Steve Underwood wrote:
> I think the unfairness stems from Grandstreams generally being 
> people's first IP phone - it seems like a cheap entry point to try 
> things out. They then falsely assume everything else has to be better, 
> especially if it has a higher price tag. Wrong. The standard for VoIP 
> phones is total crap. Anything rising even slightly above that level 
> wins awards for excellence. :-)
>
> Steve
>
> Nir Simionovich wrote:
>
>> Hmmm...
>>
>> I feel that this is a little unfair towards GrandStream and other 
>> like vendors. Any vendor on the market has issues with their 
>> firmware, I can list many:
>>
>> Sipura/LinkSys SPA 841 (Latest firmware):
>> 1. Phone doesn't re-register upon network loss
>> 2. Phone firware becomes stalled, without any indication of an error 
>> while all functions continue working
>> 3. Transfer function doesn't work as it should
>> 4. MWI doesn't always work correctly
>> 5. I can really go on and on...
>>
>> WellTech (Latest firmware):
>> 1. Support for g729 is buggy
>> 2. Echo cancel is buggy and causes ATA to crash
>> 3. IP phones have no ability to re-configure the function keys on the 
>> box
>> 4. Transfer/Conference buttons don't do anytning
>>
>> I can go on and on with other vendors, including Cisco, Nortel and 
>> more. The thing I'm saying is that any phone you'd test would run 
>> into issues at some
>> time or other - claiming to stay away from one or another causes you 
>> to not even consider alternatives, thus at the end, you reach the 
>> Microsoft way of
>> thinking.
>>
>> Last week, I got a phone to test with called a MicroNet. Actually, I 
>> got 3 phones, all from Micronet. I started them up, found out that 2 
>> of them were
>> actually WellTech phones (well, the shape told me, I hoped the 
>> firmware will be different, but I found out wrong). The third phone 
>> was different. It's called
>> a Micronet SP5106 which to my surprise, worked almost flawlessly out 
>> of the box. It took me a while to configure the network correctly, 
>> and to understand
>> the logic of the menu, but after that, the rest was easy. Transfer, 
>> 3-Way conference, Forward, DND, VoiceMail button, everything worked. 
>> What didn't
>> work was configurable from the web backend - in other words: I 
>> couldn't find a flaw (yet). The only flaw I did find was this: the 
>> phone has the ability to
>> connect to 3 SIP accounts at the same time. Upon defining a new 
>> account, you need to physically RESET the phone, other than that, the 
>> phone works
>> just fine.
>>
>> I'll be posting a full review on my blog at http://www.net-gurus.net
>>
>> Regards,
>>  Nir S
>>
>> Vahan Yerkanian wrote:
>>
>>> Stay away from Grandstream and AddPac. These are some of the 
>>> companies with undereducated software developers that have problems 
>>> with understanding written english, mainly the SIP RFC documents. I 
>>> learned this the hard way, wasting half a year with helping them fix 
>>> problems which shouldn't be there if they have had read/implemented 
>>> the RFC correctly.
>>>
>>> Basically, they sell beta quality hardware and then you co-share 
>>> their final firmware development costs by providing free testing/QA. 

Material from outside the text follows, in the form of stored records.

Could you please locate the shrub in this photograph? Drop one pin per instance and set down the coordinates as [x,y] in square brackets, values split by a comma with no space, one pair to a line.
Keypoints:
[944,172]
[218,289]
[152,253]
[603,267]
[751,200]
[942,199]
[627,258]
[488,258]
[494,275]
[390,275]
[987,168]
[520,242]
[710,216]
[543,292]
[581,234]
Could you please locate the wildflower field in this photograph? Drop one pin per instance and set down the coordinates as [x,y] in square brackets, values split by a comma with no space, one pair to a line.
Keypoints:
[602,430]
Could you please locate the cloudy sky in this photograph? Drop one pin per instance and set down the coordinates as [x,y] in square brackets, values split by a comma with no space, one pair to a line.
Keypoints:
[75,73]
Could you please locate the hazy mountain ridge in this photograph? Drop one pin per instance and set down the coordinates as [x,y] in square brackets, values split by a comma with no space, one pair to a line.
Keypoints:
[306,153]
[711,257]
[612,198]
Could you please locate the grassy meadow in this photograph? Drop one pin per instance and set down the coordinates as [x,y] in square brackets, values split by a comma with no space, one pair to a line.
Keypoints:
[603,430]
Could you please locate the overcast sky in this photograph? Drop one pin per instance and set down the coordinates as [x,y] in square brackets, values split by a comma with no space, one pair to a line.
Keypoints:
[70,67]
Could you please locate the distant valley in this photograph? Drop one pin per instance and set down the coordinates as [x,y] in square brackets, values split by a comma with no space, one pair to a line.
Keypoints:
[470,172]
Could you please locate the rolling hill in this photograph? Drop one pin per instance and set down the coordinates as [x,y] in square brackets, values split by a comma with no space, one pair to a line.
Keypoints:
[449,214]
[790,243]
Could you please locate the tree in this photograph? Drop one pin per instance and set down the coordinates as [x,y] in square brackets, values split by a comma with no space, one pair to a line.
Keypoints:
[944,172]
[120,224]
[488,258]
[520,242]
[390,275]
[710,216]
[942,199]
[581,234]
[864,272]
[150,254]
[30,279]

>>> I blame their sales management for pushing developers to release 
>>> without proper testing.
>>>
>>> GXP2000 is much more buggy echo-can wise than the earlier models.
>>>
>>> For now, I'm back to more expensive equipment. We're not that rich 
>>> to pay twice.
>>>
>>> HTH,
>>> Vahan
>>>
>>>
>>> Avi Miller wrote:
>>>
>>>> Brian Capouch wrote:
>>>>
>>>>> They don't perform as well as the expensive Ciscos and Polycoms, 
>>>>> but many of us are using them in a variety of circumstances quite 
>>>>> happily.
>>>>
>>>>
>>>>
>>>> I have 4 of them in a small office (GXP2000) running 1.0.12 and 
>>>> they're just fine for our purposes. As Brian said, YMMV. For our 
>>>> 60-person office in Sydney, I'm probably going to use a mix of 
>>>> Polycom/Grandstream and softphones.